Perhaps this is where it begins. In our walking into our own suffering and the suffering of others. In our willingness to stand up and be seen and heard in a world that is shaking all around us. Oh, at first our heads may be bowed as we brace ourselves for the pain, but I expect that will not always be so. For as we step into the large and small heartbreaks we live through, we will meet Jesus there where he has always been. For that is where Jesus always is: waiting in the midst of the pain to somehow show us the way to new hope and new joy and new life.
And once we’ve done that for a lifetime? Once we have experienced the gifts of God in such unexpected places over and over again, I would guess that when Jesus does return — whether it is only to me at the end of my life or to us all at the end of this age — well once we’ve done that for a lifetime? I guess we won’t be able to keep ourselves from lifting up our heads in hope to see our redemption drawing near! Because we will have already encountered the source of that redemption in Jesus over and over again!
- What does a ‘posture of hope’ look like for you in the day-to-day? What are those experiences or events which have shaken your world and how do you typically respond? How would you like to respond?
- How is it, do you think, that any one of us would be able to stand with our heads raised and our hearts hopeful in the face of the scene Jesus describes today? Does my assertion make sense to you? Why or why not?

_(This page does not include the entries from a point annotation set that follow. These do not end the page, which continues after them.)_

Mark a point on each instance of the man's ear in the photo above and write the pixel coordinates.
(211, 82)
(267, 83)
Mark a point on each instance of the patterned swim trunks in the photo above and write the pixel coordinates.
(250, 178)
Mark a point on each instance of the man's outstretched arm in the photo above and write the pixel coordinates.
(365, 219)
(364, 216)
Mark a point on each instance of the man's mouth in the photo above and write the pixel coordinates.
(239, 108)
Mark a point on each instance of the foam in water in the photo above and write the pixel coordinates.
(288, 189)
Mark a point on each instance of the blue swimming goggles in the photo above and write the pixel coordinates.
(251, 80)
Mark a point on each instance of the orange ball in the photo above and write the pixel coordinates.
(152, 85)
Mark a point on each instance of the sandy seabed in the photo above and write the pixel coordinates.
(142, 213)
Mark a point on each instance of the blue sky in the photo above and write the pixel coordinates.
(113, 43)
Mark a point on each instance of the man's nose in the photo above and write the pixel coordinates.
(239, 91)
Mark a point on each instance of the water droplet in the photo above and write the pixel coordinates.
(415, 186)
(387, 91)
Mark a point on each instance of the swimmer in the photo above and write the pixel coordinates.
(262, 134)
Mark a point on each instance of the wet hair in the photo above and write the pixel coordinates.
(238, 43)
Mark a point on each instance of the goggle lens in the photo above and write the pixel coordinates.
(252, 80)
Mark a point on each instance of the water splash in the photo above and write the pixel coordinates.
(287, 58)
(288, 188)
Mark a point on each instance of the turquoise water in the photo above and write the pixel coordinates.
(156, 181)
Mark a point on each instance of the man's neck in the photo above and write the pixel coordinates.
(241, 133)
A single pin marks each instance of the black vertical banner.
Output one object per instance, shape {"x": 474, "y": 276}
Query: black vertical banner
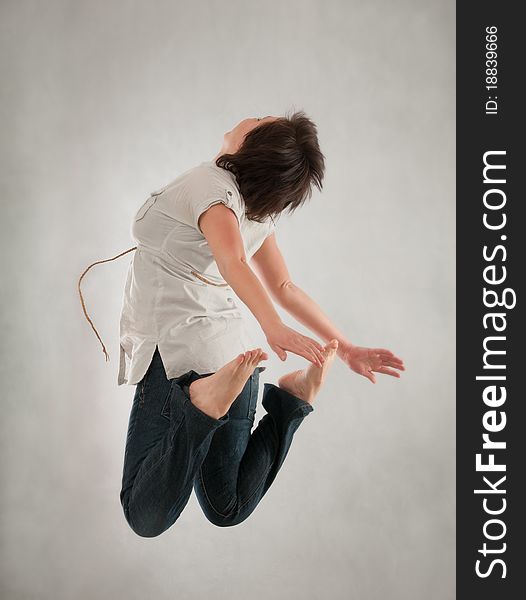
{"x": 491, "y": 344}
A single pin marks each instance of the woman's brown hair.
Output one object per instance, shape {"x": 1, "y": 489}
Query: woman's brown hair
{"x": 276, "y": 166}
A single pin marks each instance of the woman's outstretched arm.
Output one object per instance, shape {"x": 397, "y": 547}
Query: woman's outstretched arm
{"x": 220, "y": 227}
{"x": 271, "y": 268}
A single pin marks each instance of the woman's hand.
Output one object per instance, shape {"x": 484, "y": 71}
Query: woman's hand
{"x": 280, "y": 338}
{"x": 366, "y": 360}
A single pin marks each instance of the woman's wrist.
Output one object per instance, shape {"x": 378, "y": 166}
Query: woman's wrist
{"x": 270, "y": 323}
{"x": 344, "y": 346}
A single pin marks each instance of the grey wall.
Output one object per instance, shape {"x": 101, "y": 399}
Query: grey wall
{"x": 103, "y": 102}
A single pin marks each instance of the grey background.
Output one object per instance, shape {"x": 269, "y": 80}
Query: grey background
{"x": 103, "y": 102}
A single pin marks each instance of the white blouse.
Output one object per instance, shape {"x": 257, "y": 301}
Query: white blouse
{"x": 174, "y": 296}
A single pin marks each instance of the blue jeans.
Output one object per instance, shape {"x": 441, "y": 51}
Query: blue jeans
{"x": 173, "y": 447}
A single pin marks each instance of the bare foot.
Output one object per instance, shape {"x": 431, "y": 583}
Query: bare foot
{"x": 215, "y": 393}
{"x": 306, "y": 383}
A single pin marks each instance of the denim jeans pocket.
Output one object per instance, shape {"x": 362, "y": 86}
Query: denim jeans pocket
{"x": 254, "y": 388}
{"x": 165, "y": 411}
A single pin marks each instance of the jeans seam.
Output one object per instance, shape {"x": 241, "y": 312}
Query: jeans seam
{"x": 263, "y": 479}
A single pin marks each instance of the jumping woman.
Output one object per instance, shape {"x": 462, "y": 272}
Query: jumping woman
{"x": 184, "y": 343}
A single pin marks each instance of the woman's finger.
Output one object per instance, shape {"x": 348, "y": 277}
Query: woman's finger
{"x": 387, "y": 371}
{"x": 390, "y": 363}
{"x": 370, "y": 376}
{"x": 387, "y": 354}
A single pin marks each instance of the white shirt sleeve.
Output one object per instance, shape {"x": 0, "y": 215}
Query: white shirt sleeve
{"x": 205, "y": 191}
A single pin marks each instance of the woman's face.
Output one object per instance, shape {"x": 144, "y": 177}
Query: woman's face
{"x": 233, "y": 139}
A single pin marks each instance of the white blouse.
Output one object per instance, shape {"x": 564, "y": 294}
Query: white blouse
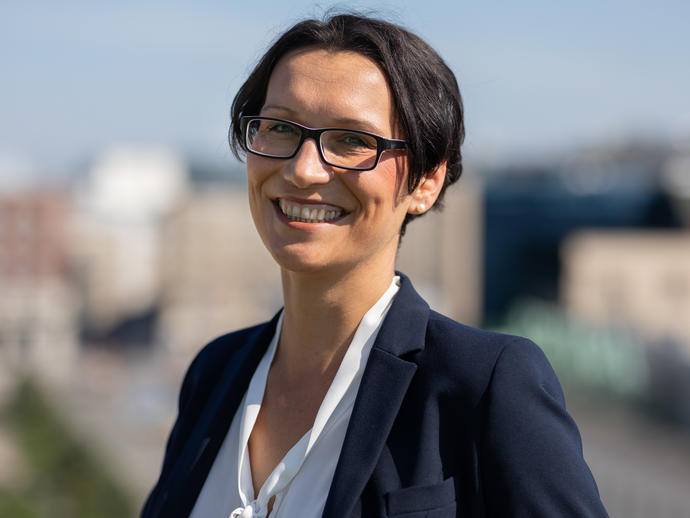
{"x": 302, "y": 479}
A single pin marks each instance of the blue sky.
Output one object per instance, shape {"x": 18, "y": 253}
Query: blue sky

- We hear this text or one similar every year in early December. How is it that we are able to keep sharing these words in a meaningful way? Do you find your congregations, your communities have grown weary of the wait for Jesus’ return? Why do you think it would be important to have that attentiveness to watching for Jesus’ return re-awakened? How do you go about doing so? For yourself? For others?
As our community reals from a hunting accident in which one young friend shot and killed another, this is a very timely blog. Thank you.
I am so very sorry for the shocking loss your community is experiencing. As together you walk into your suffering may you, in fact, meet Jesus there. Know that I hold you in my prayers.